Utherverse argues that Mr. Ellinger's opinions based on the manuals should be excluded because he could not properly authenticate the manuals. Utherverse did not, however, argue that the manuals were unreliable. As discussed above, it is not necessary for the evidence that an expert relies on to be admissible at trial. For the purposes of the instant motion, it is necessary that the expert is not deriving his data from a manifestly unreliable source. That is not the situation with respect to the game manuals.
Therefore, Utherverse's motion to exclude Mr. Ellinger's opinions based on the game manuals should be DENIED.
D. Mr. Ellinger's Opinion as to Third-Party Source Code
Finally, Utherverse contends that Mr. Ellinger's reliance on and interpretation of source code produced by Activision Blizzard and ArenaNet was unreasonable and speculative because Mr. Ellinger did not verify his source code analysis with those third-parties.
Utherverse relies on Wi-LAN Inc. v. Sharp Elecs. Corp. and argues that Mr. Ellinger should have verified his source code analysis with Activision Blizzard and ArenaNet. 992 F.3d 1366 (Fed. Cir. 2021). The Court in Wi-LAN found that the third-party source code itself lacked “trustworthiness” and the circumstances of the source code's production gave the court concern. Id. at 1373-74.
Here, Utherverse is not arguing that the source codes themselves lack trustworthiness or that the production of the source codes was concerning. To the extent Utherverse has concerns about Mr. Ellinger's interpretation of those codes, it goes to the weight of Mr. Ellinger's opinion and should be handled through cross examination and presentation of contrary evidence.
Therefore, Utherverse's motion to exclude Mr. Ellinger's reliance on the source code from Activision Blizzard and ArenaNet should be DENIED.
III. CONCLUSION
Utherverse's motion to exclude certain invalidity opinions of Mr. Ellinger should be DENIED in part and GRANTED in part. The Court should exclude Mr. Ellinger's invalidity report at ¶¶120, 126 (only the last bullet point), 137, 148, 150, 160, 164,196, 230 (only the last bullet point), 239, 245, 248, 257, 258, 260, and 274 where he specifically relied on articles from Polygon.com, Engadget.com and Fandom.com and EPIC-00000468, EPIC-00000471, EPIC-00000567, EPIC-00000573, EPIC-00000607, EPIC-00027272, and EPIC-00027329. Mr.
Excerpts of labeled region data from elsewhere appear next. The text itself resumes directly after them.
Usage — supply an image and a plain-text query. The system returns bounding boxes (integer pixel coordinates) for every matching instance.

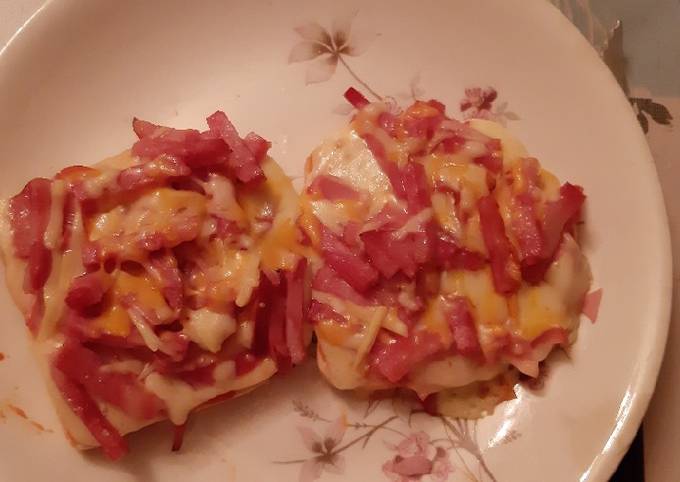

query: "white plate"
[0,0,671,482]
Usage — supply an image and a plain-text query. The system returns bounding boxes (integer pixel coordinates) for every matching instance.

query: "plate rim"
[0,0,673,482]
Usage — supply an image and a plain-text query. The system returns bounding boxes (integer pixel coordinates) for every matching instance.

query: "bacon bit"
[582,288,603,324]
[307,174,359,201]
[26,290,45,336]
[251,276,291,372]
[511,194,543,266]
[172,422,187,452]
[52,367,128,460]
[147,249,184,310]
[286,259,307,364]
[447,296,484,363]
[132,118,230,168]
[234,351,262,377]
[117,156,191,192]
[531,327,569,348]
[421,393,441,417]
[24,245,52,294]
[362,134,430,214]
[478,195,520,295]
[54,166,99,185]
[522,182,586,284]
[9,178,52,259]
[309,300,347,325]
[360,231,431,278]
[207,111,264,182]
[543,182,586,259]
[243,132,272,163]
[343,87,370,109]
[132,117,158,139]
[65,271,112,312]
[370,331,444,383]
[474,139,503,174]
[54,341,164,420]
[321,228,378,292]
[9,178,52,294]
[434,234,487,271]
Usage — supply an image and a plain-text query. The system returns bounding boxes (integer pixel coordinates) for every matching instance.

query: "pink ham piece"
[321,229,378,293]
[345,87,369,109]
[9,178,52,293]
[243,132,271,164]
[286,259,307,364]
[522,182,586,284]
[65,271,112,312]
[433,234,487,271]
[54,342,164,420]
[52,367,128,460]
[371,331,444,383]
[582,288,603,323]
[312,266,368,305]
[447,296,483,361]
[361,231,431,278]
[309,300,347,325]
[207,111,266,182]
[478,195,520,295]
[307,174,359,201]
[474,139,503,174]
[362,134,430,214]
[117,157,191,191]
[147,249,184,310]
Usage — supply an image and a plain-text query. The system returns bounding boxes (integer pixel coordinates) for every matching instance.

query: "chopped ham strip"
[479,195,520,294]
[308,174,359,201]
[208,111,266,182]
[371,331,443,383]
[345,87,368,109]
[582,288,602,323]
[321,229,378,293]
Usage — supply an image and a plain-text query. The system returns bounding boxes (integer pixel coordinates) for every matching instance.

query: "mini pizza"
[299,89,590,417]
[0,112,311,459]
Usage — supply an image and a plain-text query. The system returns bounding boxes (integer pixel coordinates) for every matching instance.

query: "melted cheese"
[38,198,85,340]
[306,128,395,218]
[517,236,591,340]
[43,180,66,250]
[124,188,206,238]
[441,267,508,325]
[0,199,33,318]
[206,245,260,308]
[184,308,236,353]
[309,199,364,236]
[354,306,387,366]
[255,158,301,271]
[203,174,246,225]
[469,119,528,168]
[408,356,507,398]
[144,358,276,425]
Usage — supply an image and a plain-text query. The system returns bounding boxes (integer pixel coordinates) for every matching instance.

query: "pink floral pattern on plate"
[288,11,519,125]
[274,398,510,482]
[459,87,519,125]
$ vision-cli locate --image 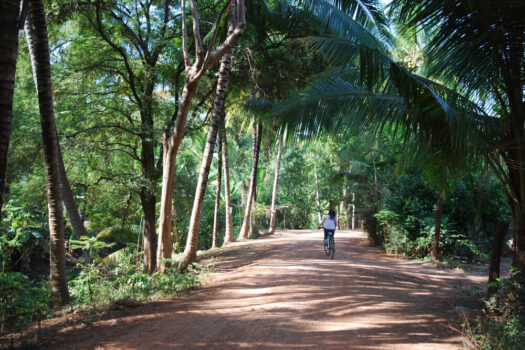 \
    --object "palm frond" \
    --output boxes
[302,0,390,51]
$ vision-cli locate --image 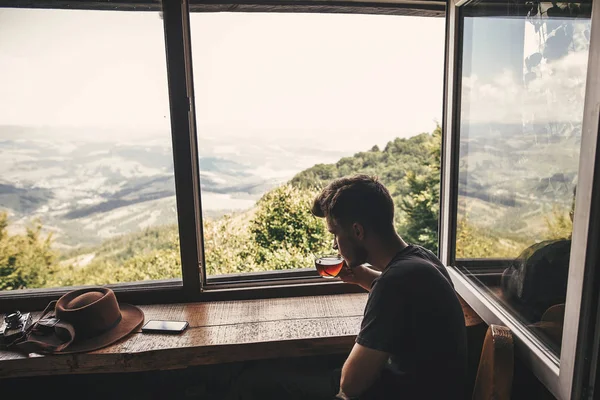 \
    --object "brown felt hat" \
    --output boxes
[48,288,144,354]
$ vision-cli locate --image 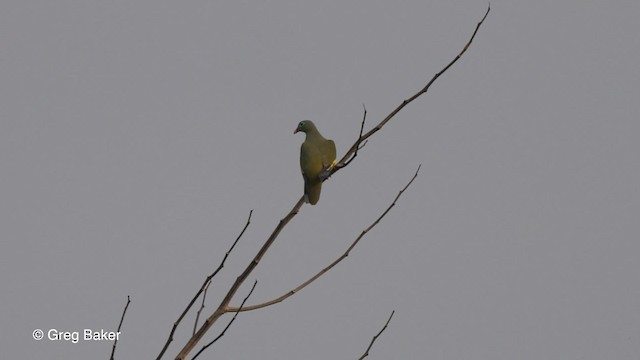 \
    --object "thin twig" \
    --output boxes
[342,104,367,167]
[191,280,258,360]
[176,196,304,360]
[228,165,422,311]
[109,295,131,360]
[331,5,491,174]
[191,280,211,336]
[156,210,253,360]
[172,9,490,360]
[358,310,396,360]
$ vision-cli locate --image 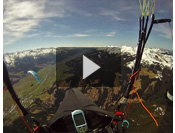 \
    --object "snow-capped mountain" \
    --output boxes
[4,46,173,69]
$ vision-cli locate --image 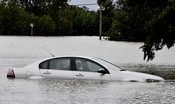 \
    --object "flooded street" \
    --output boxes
[0,36,175,104]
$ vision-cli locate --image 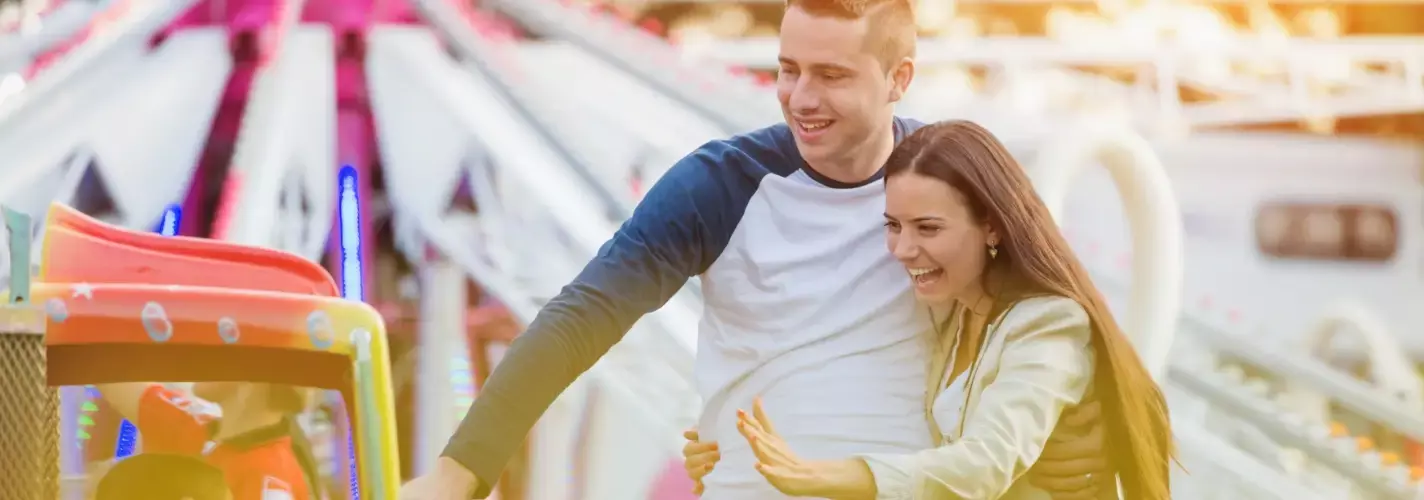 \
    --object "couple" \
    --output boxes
[402,0,1171,500]
[672,121,1171,499]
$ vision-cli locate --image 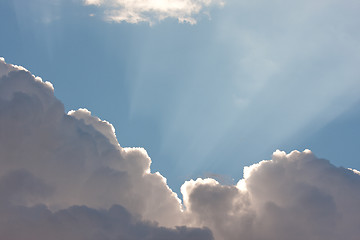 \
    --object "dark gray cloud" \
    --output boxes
[0,59,360,240]
[0,59,211,239]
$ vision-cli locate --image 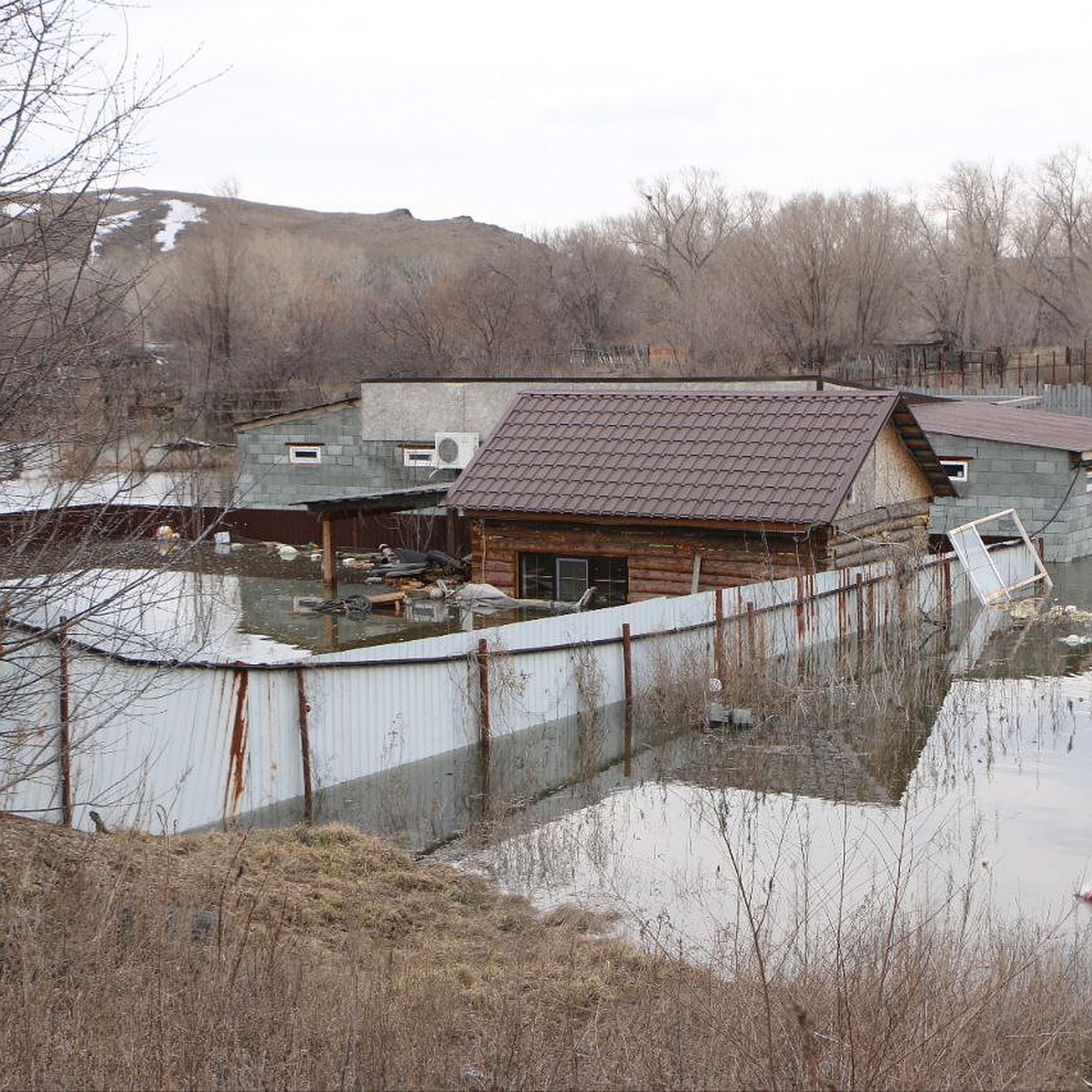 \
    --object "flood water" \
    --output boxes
[410,562,1092,957]
[59,541,1092,957]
Ellinger's opinions based on the World of Warcraft and Guildwars manuals, the two YouTube videos and the Activision Blizzard and ArenaNet source codes should not be excluded.
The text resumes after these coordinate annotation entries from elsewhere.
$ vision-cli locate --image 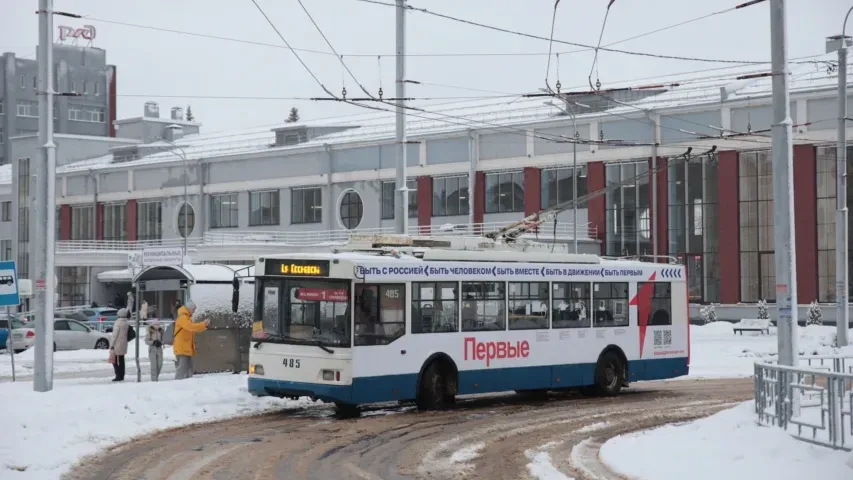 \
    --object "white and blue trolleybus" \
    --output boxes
[248,238,690,409]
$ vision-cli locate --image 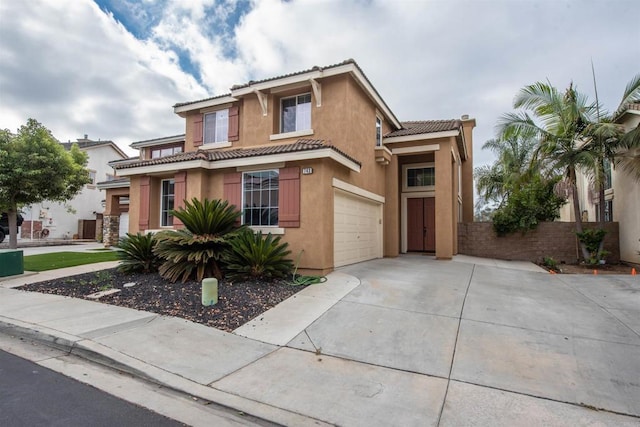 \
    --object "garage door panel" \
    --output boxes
[334,191,382,267]
[118,212,129,237]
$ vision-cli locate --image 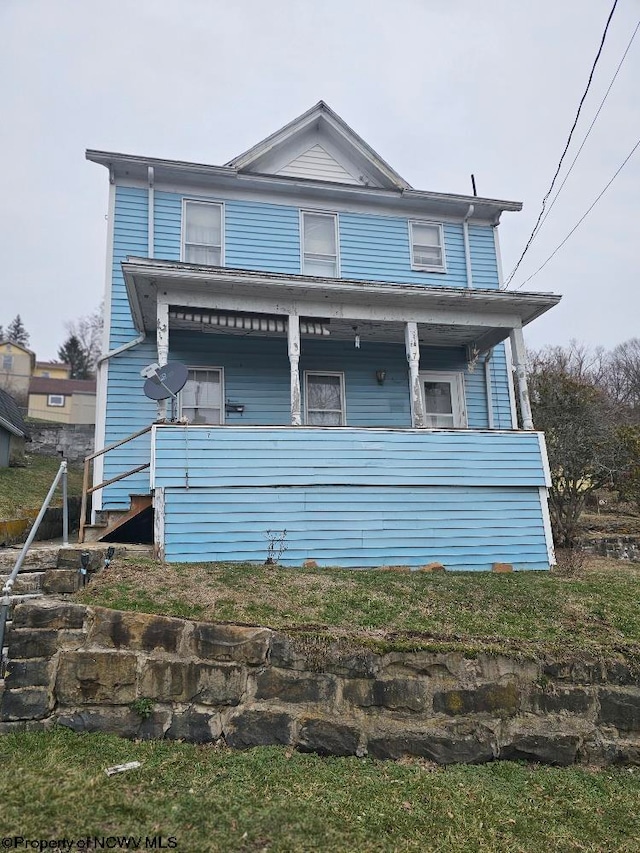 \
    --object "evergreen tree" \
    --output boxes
[6,314,29,347]
[58,335,91,379]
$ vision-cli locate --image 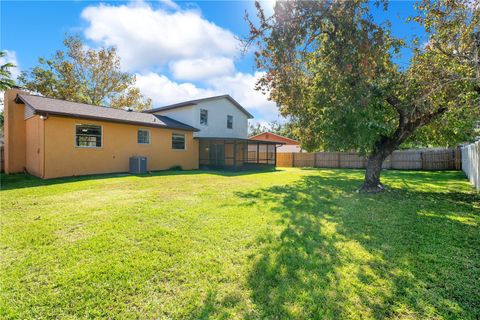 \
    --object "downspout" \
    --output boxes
[40,114,48,179]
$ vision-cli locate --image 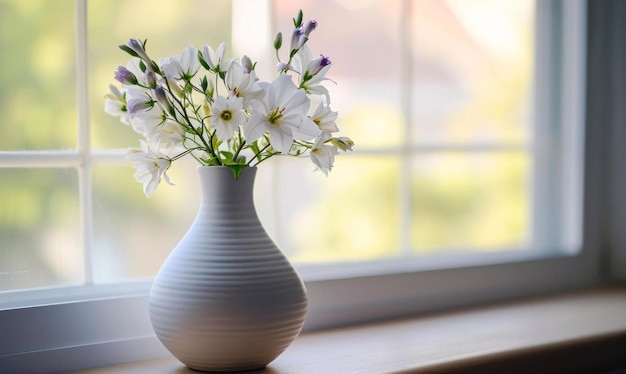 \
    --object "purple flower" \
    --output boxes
[308,55,331,76]
[128,39,151,63]
[113,66,137,86]
[304,20,317,38]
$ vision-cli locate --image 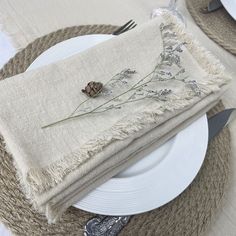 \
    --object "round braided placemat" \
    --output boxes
[186,0,236,55]
[0,25,230,236]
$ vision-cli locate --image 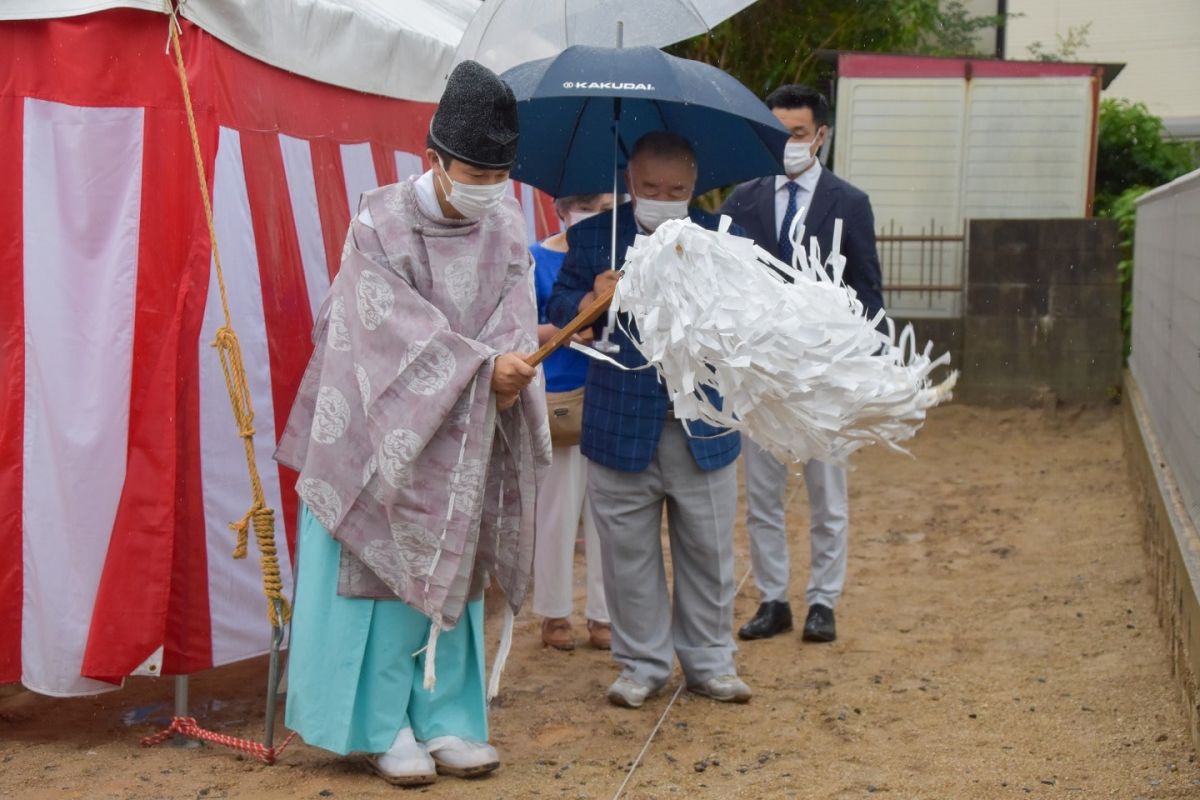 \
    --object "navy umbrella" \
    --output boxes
[502,46,788,197]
Pursuant to 28 U.S.C. § 636(b)(1) and Fed.R.Civ.P. 72(b), the parties shall have fourteen (14) days from service of this report to file written objections. See also Fed. R. Civ. P. 6. Failure to file objections will result in a waiver of those objections for purposes of de novo review by the district judge, see 28 U.S.C. § 636(b)(1)(C), and can result in a waiver of those objections for purposes of appeal. See Thomas v. Arn, 474 U.S. 140, 142 (1985); Miranda v. Anchondo, 684 F.3d 844, 848 (9th Cir. 2012) (citations omitted). Accommodating the time limit imposed by Fed.R.Civ.P. 72(b), the Clerk is directed to set the matter for consideration on January 12, 2024, as noted in the caption.